JUST as car fans have stopped drooling over BMW’s i8 Concept, they go and whet the appetite yet again!
The German car giant has unveiled the i8 Concept Spyder, the third vehicle in its sub-brand, following on from the i3 Concept and the i8 Concept.
The Spyder is closely related to the original i8 Concept, but this car is very much a two-seater and has a shorter wheelbase. It also comeds with upward swivelling, windowless doors. There is extra equipment fitted including, wait for it, a pair of electric scooters, which fit neatly under a transparent tailgate!
Underneath the athletic and futuristic exterior skin, the i8 Spyder is as advanced as its coupe relation, and is also built around the innovative LifeDrive architecture, which is underpinned by lightweight, modular construction. BMW’s LifeDrive joins together the various independent functional units of the vehicle in the most efficient way possible.
The Spyder’s occupants sit in a very light but immensely strong carbon-fibre-reinforced plastic (CFRP) cell, while the various Drive modules (mainly constructed from aluminium components) are those of an operational nature — powertrain, chassis and the safety structures. So successful is this approach that the additional weight of the high-output Hybrid drivetrain has been completely cancelled out.
A further example of the LifeDrive concept is the housing of the car’s lithium ion batteries in an ‘energy tunnel’ that joins the front and rear axles, thereby maintaining a low centre of gravity and ensuring BMW’s trademark 50:50 weight distribution.
The bold, futuristic design illustrates the dynamic and lightweight character of the vehicle, with its traditionally sporty proportions of a wide but low body, minimal overhangs and an aggressive stance. Large body panels and distinctive aerodynamic elements such as the spoiler lips, Air Curtains and aero flaps are as functional as they are visually expressive.
The new upward-opening doors pivot forward around the axis of the A-pillar, giving the i8 Concept Spyder a particularly distinctive appearance with them open.

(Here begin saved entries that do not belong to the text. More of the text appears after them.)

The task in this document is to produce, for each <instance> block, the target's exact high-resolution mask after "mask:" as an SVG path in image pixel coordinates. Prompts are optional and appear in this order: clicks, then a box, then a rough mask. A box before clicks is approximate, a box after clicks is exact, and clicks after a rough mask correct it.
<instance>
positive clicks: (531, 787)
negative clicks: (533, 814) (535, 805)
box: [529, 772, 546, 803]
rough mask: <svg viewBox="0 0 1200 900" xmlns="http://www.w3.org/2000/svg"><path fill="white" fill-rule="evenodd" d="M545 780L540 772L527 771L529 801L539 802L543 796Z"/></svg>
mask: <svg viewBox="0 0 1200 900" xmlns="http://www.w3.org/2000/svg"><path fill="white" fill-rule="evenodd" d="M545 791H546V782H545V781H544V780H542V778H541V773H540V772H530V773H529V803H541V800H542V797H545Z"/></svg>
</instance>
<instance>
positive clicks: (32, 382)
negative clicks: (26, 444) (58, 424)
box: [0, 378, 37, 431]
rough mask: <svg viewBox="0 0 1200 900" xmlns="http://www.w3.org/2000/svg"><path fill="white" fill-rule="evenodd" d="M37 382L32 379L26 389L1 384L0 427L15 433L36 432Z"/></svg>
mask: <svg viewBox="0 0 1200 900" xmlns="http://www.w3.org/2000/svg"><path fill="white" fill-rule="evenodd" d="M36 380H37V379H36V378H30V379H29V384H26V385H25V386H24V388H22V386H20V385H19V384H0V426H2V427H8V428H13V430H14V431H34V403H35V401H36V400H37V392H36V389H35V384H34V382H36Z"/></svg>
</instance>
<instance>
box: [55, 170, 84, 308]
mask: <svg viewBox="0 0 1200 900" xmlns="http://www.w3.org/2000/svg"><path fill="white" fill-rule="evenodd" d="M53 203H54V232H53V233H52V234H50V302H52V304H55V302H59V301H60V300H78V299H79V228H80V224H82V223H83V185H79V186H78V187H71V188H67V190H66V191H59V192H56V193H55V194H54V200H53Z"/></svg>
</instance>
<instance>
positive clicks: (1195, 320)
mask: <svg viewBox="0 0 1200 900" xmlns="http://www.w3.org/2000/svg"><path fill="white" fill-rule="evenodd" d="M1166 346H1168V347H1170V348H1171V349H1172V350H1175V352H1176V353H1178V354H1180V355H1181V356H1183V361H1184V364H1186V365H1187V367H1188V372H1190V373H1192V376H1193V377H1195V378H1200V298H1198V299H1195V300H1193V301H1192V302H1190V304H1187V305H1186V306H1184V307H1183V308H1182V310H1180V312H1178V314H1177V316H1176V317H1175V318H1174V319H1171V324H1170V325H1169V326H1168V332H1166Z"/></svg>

A two-section roof is planned for when the weather is less favourable. The cockpit is designed around a three-layer composition, with the interlocking lines and surfaces complementing the style of the exterior. The ‘off-white’ outer layer is the supporting structure; the inner layer the ‘comfort’ portion featuring the seats and storage, while the ‘technical’ layer that includes the steering wheel and information display is the third segment.
Drivers have three screens from which to access information: The twin ellipses of the instrument cluster, the central information display and the climate display. The cluster has a digital speedometer and an efficiency display, giving information on how much energy the driver is currently using or recuperating, as well as navigation details and fuel range. In the ECO PRO mode that maximises efficiency this ellipse turns blue: In sport mode it glows orange.
The 8.8-inch central screen displays a wide range of information from the status of the hybrid system to navigational data and connectivity functions. This is particularly important given the advanced suite of driver assistance systems found in the new i8 Concept Spyder, such as the camera-based proactive collision warning feature, park assistant and traffic jam assistant.
By using a smart phone, the driver can find where his vehicle is parked with CarFinder; show nearby charging stations; allow batteries to be charged at pre-determined times and stay informed of the vehicle’s status. Even the interior can be pre-warmed on a cold morning. A plug-in hybrid, the Spyder is powered by an eDrive drivetrain combining a high performance electric motor with a turbocharged, three-cylinder petrol engine.
The lithium Ion batteries are stowed centrally for the benefit of weight distribution, and can be charged quickly from a domestic power socket. The i8 Concept Spyder uses a 131hp electric motor to power the front axle, and a 223hp turbocharged three-cylinder engine to power the rear axle. Both have been developed in-house by BMW.
With its lightweight construction the combined power output of 354hp propels the Spyder from zero to 62mph in just 5.0 seconds and on to an electronically limited top speed of 155mph, yet delivers an outstanding combined fuel consumption of 94mpg. The electric motor gets its energy from the car’s lithium ion batteries and can be fully charged via a domestic plug socket in under two hours. The Spyder has a range of 19 miles running on electric power alone, while a high voltage generator hooked up to the combustion engine can generate additional power if needed and store it in the battery.
Due to the arrangement of the power sources, the Spyder can run in front-wheel, rear-wheel or all-wheel drive, the vehicle’s electronics deciding on the optimum configuration depending on the situation.